Promptly making a list and checking it, well, once, she steals a canary-yellow van from a perverted orderly and hightails it to Pasadena, Calif.
First up on the Bride's revenge itinerary is former colleague Vernita Green (Vivica A. Fox) whose 4-year-old daughter walks in on them during the middle of some strenuous kung-foolery. At that point, some viewers will no doubt already be heading for the exit.
Next up is O-Ren Ishii (Lucy Liu), whose entire backstory -- how she became Hong Kong's deadliest crime boss -- is told entirely through some ingenious anime created by Japan's Production I.G. Studio.
Then it's off to Tokyo, where the Bride plans to use a new samurai sword on O-Ren.

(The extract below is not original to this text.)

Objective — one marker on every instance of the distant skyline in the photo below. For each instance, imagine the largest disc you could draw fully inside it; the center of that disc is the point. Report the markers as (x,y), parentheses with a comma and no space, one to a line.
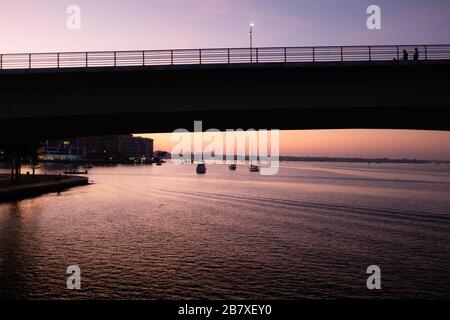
(394,144)
(40,26)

Their paths finally converge at the House of Blue Leaves, where "Bill 1"'s suitably apocalyptic 20-minute finale occurs.
After dispensing with O-Ren's entourage, including lethal schoolgirl-uniformed Gogo whose preferred armament is a blade-adorned ball-and-chain (see "Master of the Flying Guillotine"), the Bride is momentarily startled when dozens of O-Ren's yakuza enforcers show up. Saving the best for last, Tarantino pits the Bride and O-Ren in a duel-to-the-death. The setting for the carnage? An elegant Japanese garden during a late-night snowfall.
Stylish direction
Why do I think that "Kill Bill, Volume 1" rocks like no other movie released so far this year?
It's spectacularly entertaining, directed with a sense of style so ridiculously over-the-top that it feels just about perfect. Because Tarantino's cool-cat hipster attitude is so exhilarating, the violence feels less appalling than enthralling.
Tarantino wisely abstains from by-now rote digital effects, although his madcap fight choreography -- supervised by Yuen Wo-ping of "Matrix" and "Crouching Tiger, Hidden Dragon" fame -- does make generous use of wirework.
In the process, he may very well have invented an entirely new cinematic grammar for future Hollywood action movies.
If "Kill Bill, Volume 2" delivers on the promise of "Volume 1," Tarantino's magnum opus is destined to go down as an all-time flash-trash classic. Elevating grind house splatter flicks to high art just might be the most subversive act of this geek-savant's career.